Settlement reached in Walworth County raw milk case
The district attorney’s office filed 24 citations against Zinniker Farm, N7399 Bowers Road, charging the sale of non-compliance milk. The citations carry a total maximum penalty of $24,000.
As part of the agreement, the Zinnikers admitted the violations but the case will be held open and they will not be fined.
If Mark and Petra Zinniker were again caught selling raw milk, they would be fined the maximum—$24,000—and would lose their license to sell milk.
According to agriculture officials, 35 people from Walworth, Waukesha and Racine counties were diagnosed with a bacterial infection that causes diarrhea, cramping and vomiting.
All said they had consumed raw milk, and 30 said they got it from Zinniker Farm. Twenty-one victims were under the age of 18, and one was hospitalized. Twenty-seven of the victims were in Walworth and Waukesha counties.
Tests by state officials showed the bacteria from 25 of the patients had a DNA fingerprint matched to bacteria found in feces from cows at the Zinniker farm.
The Zinnikers can no longer sell raw milk, but they can continue to ship their products to a licensed dairy plant for pasteurization.
Assistant District Attorney Zeke Wiedenfeld, who worked out the settlement with the Zinnikers, said the intention is not to punish the farmers.
"We're trying to protect the public and enforce the laws that are in place regarding the sale of raw milk," said Wiedenfeld, who grew up in a small family dairy farm in Lake Mills.
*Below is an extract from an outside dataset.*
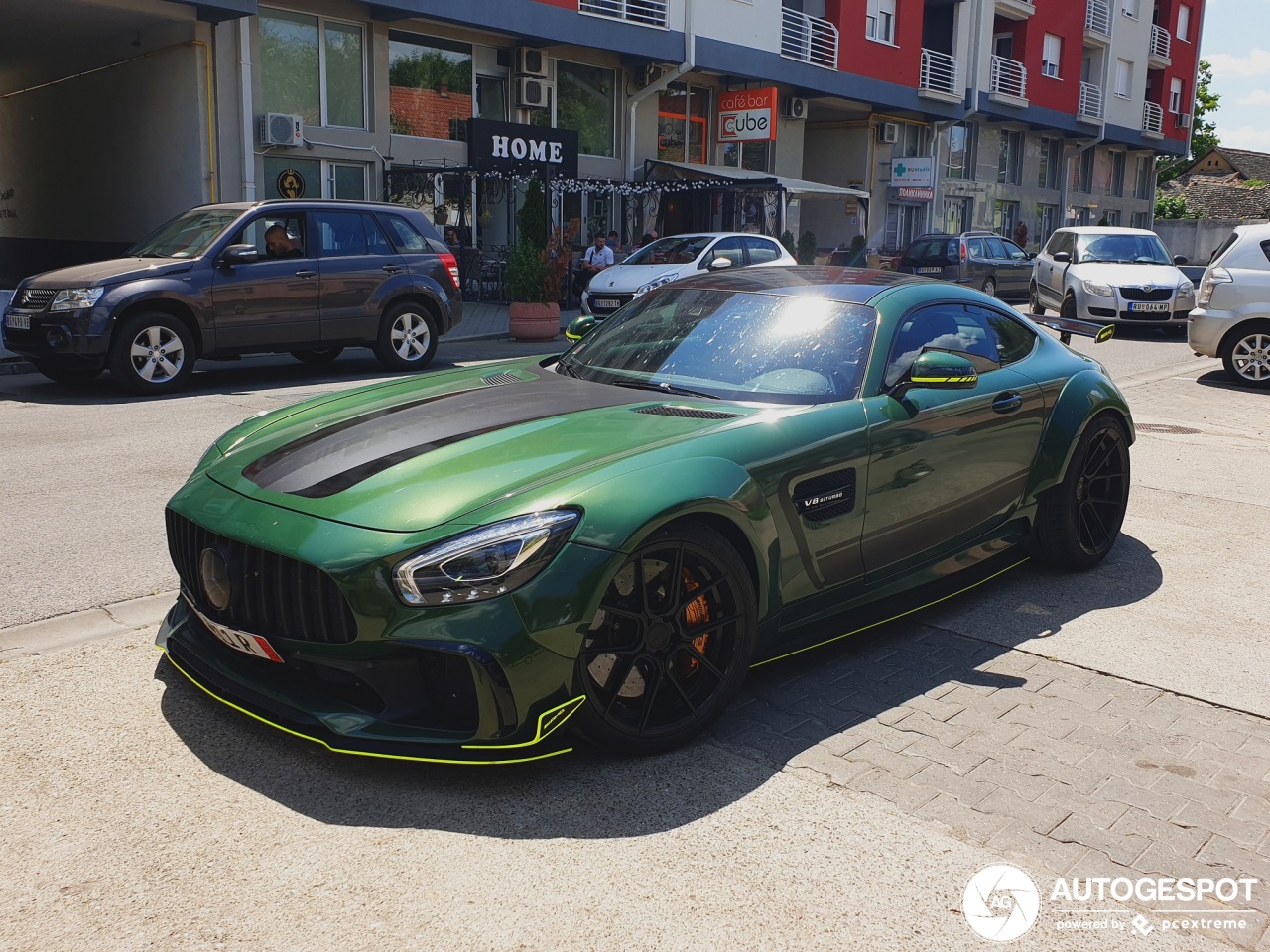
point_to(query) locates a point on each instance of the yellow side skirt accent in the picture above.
(894, 617)
(367, 753)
"I don't think there's any intention to make an example out of the Zinnikers. But I do hope it brings awareness to the average farmer that it is illegal to be selling raw milk to people."
Mark and Petra Zinniker, who own and run the farm, did not immediately return phone calls seeking comment Tuesday.
The Zinnikers met with state officials in September, and the Walworth County Judicial Center was flooded with people who obtained raw milk from the Zinnikers and wanted to participate in the meeting. They were not allowed in, so they stayed outside the District Attorney's Office for about two hours, waiting for the Zinnikers to come out.
Some said they hadn't been buying raw milk because they obtained it through a cow-share program, in which individuals pay farmers to board their animals. Under the program, one or more individuals own the animals but have no ownership of the farm.
They said the arrangement should make it legal for them to have raw milk because Wisconsin statutes allow farmers and their families to consume their own raw milk—they just can't sell it.
Wiedenfeld said selling raw milk is illegal in Wisconsin, even under a cow-share program.
Wisconsin statutes require individuals to be bona fide owners with a "real financial stake" to get raw milk from a farm, said Donna Gilson, a spokeswoman for the Wisconsin Department of Agriculture, Trade and Consumer Protection.